Dixon's op-ed is spot-on. One thing I would add, though: Mississippi is in the position it's in now not by benign neglect or accident, but by design. Where any sensible person would look at the current system down there and see a disaster, the state's coroners, district attorneys, and to a large extent its plaintiff's attorneys have long seen and utilized a system that efficiently meets their needs. The DAs get autopsy results that help them win convictions. The trial lawyers get results that help them win malpractice and negligence suits. And the coroners get the benefits that come with making both the DAs and trial lawyers happy (use your imagination as to what those benefits might be).

The state legislature has benefited by not having to fund a modern state medical examiner's office and staff. All the money paid for autopsies in Mississippi comes from the individual counties, not the state treasury.

Indeed, the only people who don't benefit are the relatively powerless—the wrongfully accused, particularly those who can't afford to hire their own expert to rebut Dr. Hayne at trial; the families of the deceased whose bodies are sent through Dr. Hayne's assembly-line autopsy practice; the families of those whose deaths may have been caused by criminal acts, but that for whatever reason Dr. Hayne determined died by "natural causes" or suicide; and the families of crime victims for which Dr. Hayne and an overzealous DA fingered the wrong man.

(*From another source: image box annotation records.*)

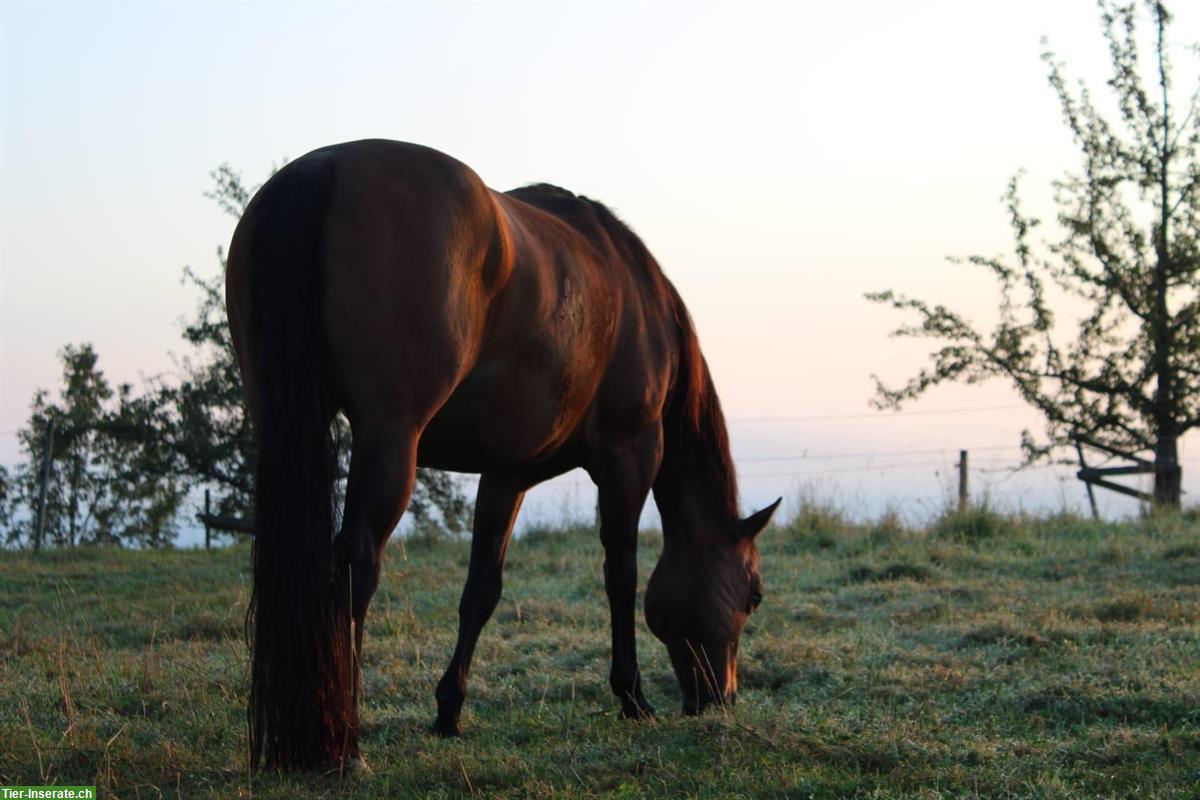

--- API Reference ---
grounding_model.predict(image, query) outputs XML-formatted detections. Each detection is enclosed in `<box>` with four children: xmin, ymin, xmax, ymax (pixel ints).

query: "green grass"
<box><xmin>0</xmin><ymin>509</ymin><xmax>1200</xmax><ymax>798</ymax></box>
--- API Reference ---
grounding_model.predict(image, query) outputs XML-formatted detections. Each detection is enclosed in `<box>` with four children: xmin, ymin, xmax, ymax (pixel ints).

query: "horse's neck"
<box><xmin>654</xmin><ymin>419</ymin><xmax>738</xmax><ymax>542</ymax></box>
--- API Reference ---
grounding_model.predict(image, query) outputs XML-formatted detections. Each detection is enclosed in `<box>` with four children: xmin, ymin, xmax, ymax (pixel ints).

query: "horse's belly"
<box><xmin>418</xmin><ymin>352</ymin><xmax>599</xmax><ymax>473</ymax></box>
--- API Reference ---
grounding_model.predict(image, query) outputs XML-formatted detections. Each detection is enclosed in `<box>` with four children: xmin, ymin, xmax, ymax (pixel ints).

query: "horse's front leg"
<box><xmin>433</xmin><ymin>475</ymin><xmax>524</xmax><ymax>736</ymax></box>
<box><xmin>589</xmin><ymin>427</ymin><xmax>662</xmax><ymax>720</ymax></box>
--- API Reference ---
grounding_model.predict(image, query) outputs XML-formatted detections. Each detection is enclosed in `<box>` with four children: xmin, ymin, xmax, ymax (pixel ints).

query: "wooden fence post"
<box><xmin>34</xmin><ymin>416</ymin><xmax>54</xmax><ymax>553</ymax></box>
<box><xmin>959</xmin><ymin>450</ymin><xmax>971</xmax><ymax>513</ymax></box>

Such is why the last two people to hold the office of state medical examiner—Dr. Emily Ward and Dr. Lloyd White—were run out of town when they tried to implement reform. In fact, everyone who has held that office has encountered resistance, going back even before Dr. Hayne started practicing in Mississippi. The very first state medical examiner in Mississippi was a woman named Faye Spruill, who took office in 1979. Like those who would take office after her, Spruill encountered problems with the coroners and DAs, as well as with the legislature, which wouldn't give her office enough money to keep up with the pace of autopsies that needed to be completed.

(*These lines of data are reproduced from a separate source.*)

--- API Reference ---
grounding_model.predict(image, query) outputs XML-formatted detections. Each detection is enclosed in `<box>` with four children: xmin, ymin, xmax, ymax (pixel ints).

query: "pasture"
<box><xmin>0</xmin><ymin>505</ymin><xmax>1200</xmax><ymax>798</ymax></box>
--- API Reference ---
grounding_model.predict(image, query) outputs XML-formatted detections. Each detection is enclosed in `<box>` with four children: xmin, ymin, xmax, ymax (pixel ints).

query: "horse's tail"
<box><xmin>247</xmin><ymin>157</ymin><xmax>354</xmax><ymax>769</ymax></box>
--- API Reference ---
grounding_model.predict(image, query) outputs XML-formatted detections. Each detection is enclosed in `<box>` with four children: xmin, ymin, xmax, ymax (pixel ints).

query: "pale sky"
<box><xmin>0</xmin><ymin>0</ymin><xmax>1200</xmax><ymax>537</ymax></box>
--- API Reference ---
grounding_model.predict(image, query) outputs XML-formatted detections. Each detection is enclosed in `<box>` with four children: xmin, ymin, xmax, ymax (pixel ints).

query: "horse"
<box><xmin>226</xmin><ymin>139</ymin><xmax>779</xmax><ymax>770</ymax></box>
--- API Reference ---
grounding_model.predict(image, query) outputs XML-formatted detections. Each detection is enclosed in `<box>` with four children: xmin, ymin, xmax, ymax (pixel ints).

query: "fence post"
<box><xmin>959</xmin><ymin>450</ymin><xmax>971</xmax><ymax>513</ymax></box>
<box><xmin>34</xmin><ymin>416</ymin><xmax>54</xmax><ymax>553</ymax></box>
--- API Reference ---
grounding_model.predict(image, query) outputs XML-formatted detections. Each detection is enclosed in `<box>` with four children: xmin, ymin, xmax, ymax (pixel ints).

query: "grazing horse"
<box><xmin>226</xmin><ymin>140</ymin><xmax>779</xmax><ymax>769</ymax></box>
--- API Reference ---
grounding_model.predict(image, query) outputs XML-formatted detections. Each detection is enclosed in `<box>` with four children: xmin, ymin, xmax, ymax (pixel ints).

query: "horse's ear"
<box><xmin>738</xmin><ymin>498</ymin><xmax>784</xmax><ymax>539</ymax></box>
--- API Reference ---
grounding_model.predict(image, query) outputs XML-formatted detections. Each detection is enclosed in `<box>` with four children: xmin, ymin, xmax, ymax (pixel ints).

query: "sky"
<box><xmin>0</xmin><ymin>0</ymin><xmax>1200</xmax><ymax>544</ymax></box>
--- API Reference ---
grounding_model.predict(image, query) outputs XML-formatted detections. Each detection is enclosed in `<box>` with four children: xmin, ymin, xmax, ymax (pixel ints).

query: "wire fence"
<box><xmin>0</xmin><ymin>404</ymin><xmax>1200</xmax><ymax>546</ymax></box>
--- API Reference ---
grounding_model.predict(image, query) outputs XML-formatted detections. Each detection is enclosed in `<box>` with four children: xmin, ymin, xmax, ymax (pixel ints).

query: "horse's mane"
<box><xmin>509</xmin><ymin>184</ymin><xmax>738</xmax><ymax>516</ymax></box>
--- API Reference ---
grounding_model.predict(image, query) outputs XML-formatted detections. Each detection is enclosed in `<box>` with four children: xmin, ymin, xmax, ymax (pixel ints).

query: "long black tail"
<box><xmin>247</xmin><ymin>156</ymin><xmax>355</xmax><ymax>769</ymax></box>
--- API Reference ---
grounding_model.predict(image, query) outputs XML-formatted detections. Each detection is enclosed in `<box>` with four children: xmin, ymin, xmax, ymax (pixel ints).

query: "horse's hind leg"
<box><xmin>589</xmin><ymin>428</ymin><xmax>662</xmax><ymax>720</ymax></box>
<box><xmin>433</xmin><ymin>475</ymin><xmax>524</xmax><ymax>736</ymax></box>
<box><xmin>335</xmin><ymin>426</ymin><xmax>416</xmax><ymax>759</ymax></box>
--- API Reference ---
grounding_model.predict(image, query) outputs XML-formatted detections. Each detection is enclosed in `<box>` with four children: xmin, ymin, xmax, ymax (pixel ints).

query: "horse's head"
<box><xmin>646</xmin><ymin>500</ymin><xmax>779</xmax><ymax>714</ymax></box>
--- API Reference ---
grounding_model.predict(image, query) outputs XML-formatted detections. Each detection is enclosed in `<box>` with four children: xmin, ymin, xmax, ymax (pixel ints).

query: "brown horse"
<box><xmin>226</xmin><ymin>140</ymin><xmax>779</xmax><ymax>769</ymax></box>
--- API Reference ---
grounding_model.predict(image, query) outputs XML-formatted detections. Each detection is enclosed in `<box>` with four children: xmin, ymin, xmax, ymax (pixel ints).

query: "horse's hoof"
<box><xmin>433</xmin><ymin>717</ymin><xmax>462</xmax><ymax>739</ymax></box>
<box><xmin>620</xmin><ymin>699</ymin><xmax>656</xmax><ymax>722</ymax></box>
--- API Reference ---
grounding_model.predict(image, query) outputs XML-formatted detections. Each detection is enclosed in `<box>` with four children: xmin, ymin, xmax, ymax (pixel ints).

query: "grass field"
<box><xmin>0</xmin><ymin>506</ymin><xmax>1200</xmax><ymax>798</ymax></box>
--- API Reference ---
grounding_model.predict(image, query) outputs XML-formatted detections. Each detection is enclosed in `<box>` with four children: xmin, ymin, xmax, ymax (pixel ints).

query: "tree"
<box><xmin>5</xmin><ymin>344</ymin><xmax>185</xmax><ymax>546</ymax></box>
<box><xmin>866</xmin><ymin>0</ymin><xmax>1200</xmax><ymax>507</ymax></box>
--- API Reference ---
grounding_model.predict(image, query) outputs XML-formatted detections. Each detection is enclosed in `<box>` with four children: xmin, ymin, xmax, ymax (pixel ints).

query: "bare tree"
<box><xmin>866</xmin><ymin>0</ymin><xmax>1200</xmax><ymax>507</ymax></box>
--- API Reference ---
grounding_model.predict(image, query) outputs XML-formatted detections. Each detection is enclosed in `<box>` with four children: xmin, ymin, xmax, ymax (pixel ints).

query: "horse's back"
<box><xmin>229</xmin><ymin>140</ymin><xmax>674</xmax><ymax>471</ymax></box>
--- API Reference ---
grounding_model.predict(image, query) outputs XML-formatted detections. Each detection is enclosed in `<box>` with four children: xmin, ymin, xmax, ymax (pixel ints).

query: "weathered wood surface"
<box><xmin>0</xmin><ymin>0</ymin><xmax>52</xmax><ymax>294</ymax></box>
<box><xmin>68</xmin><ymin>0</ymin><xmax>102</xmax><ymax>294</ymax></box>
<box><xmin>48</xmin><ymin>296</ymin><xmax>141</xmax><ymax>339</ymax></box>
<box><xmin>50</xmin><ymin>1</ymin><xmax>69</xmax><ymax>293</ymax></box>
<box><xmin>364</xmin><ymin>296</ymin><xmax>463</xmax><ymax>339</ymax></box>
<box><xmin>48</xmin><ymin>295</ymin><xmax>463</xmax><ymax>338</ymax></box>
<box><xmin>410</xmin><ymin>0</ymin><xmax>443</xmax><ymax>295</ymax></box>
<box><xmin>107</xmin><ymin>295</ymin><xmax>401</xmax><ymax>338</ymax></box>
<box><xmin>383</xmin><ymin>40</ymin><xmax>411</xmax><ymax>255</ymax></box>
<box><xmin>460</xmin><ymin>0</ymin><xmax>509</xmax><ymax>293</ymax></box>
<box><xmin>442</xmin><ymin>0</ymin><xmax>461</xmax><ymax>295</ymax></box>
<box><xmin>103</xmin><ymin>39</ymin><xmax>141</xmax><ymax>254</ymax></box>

Spruill is advanced in years now, and when I spoke with her last year she couldn't remember much at all about her time in office. But Dr. White, who would hold the position several years later, told me he sat in on state legislature hearings in the early 1980s in which Spruill threatened to resign if her office wasn't given a proper budget. White says that after the hearing, a state senator approached him and expressed his outrage that a woman would show up at a hearing and try to demand that lawmakers give her more money. According to White, the senator said, "Well I'll tell you what we did, we just cut her tits off. She won't be coming here trying to tell us what to do anymore." Sure enough, Spruill resigned from the office soon after.

Go back and peruse area newspaper articles from the 1990s during the tenures of White and Ward, and you'll find repeated references to the tumultuous history of the office. Mississippi's coroners and DAs have always wanted a compliant, pliable medical examiner to do autopsies for them, and when the state medical examiner has been an obstacle to that arrangement, they've rebelled, culminating in perhaps the most absurd example, Dr. Michael West and his fellow coroners' childish petition calling for the resignation of the state's last official medical examiner, Dr. Emily Ward. One of their chief complaints was that Dr. Ward would sometimes testify for defendants when her autopsy results differed from what a prosecutor wanted to hear. West also called Ward "incompetent," which given what we now know about Dr. West, is laughable.

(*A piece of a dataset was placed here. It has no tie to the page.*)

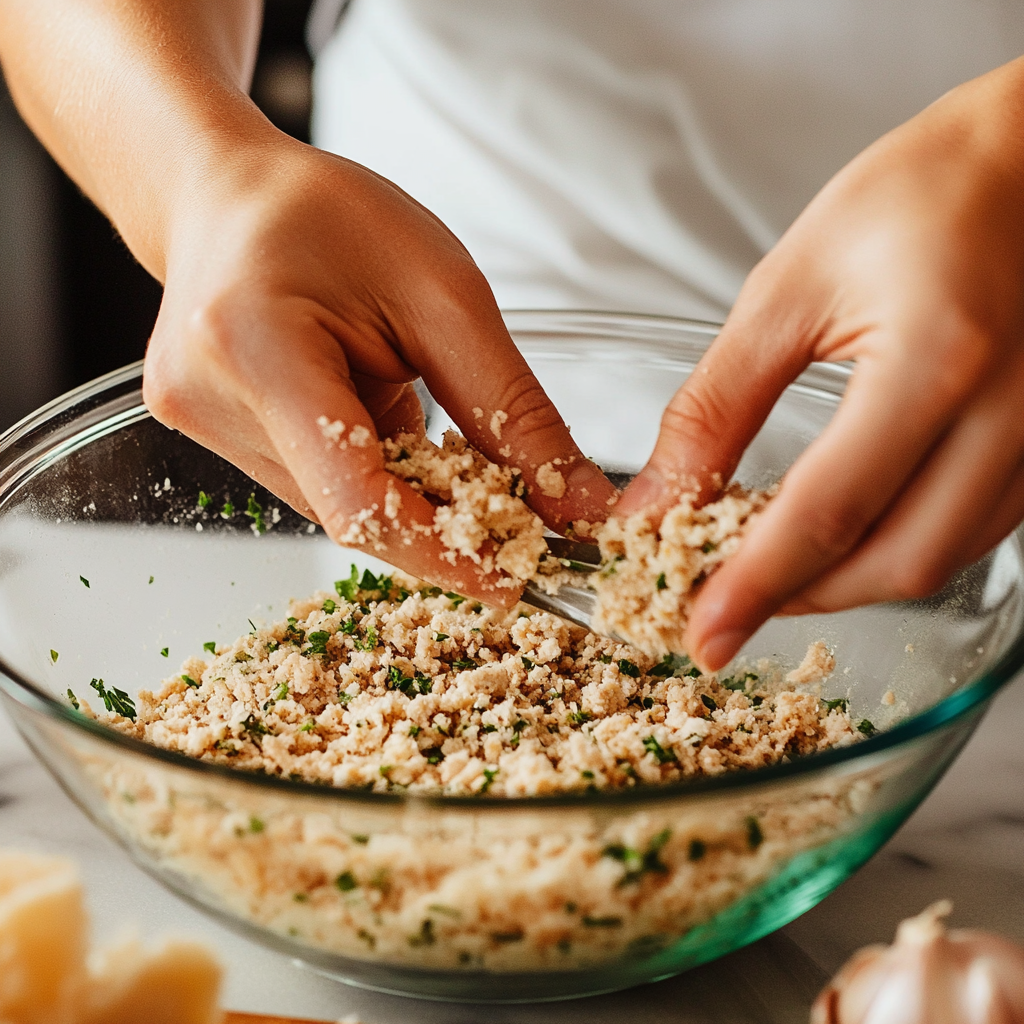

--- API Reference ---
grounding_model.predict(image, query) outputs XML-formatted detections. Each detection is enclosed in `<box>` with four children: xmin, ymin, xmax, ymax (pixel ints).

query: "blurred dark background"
<box><xmin>0</xmin><ymin>0</ymin><xmax>312</xmax><ymax>430</ymax></box>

Louisa Dixon's recommendations are excellent, and would go a long way toward adding some accountability to the autopsy system there (if the state wanted to be a pioneer, its lawmakers might even look to some of the suggestions reason contributor Roger Koppl has made).

But more fundamentally, the state needs to rein in its coroners and prosecutors, who over the years have accumulated way too much power. Dr. Hayne and Dr. West are mere symptoms. There were other pushover "experts" before them, and unless the state's criminal justice system becomes more transparent and accountable, there will be others after them.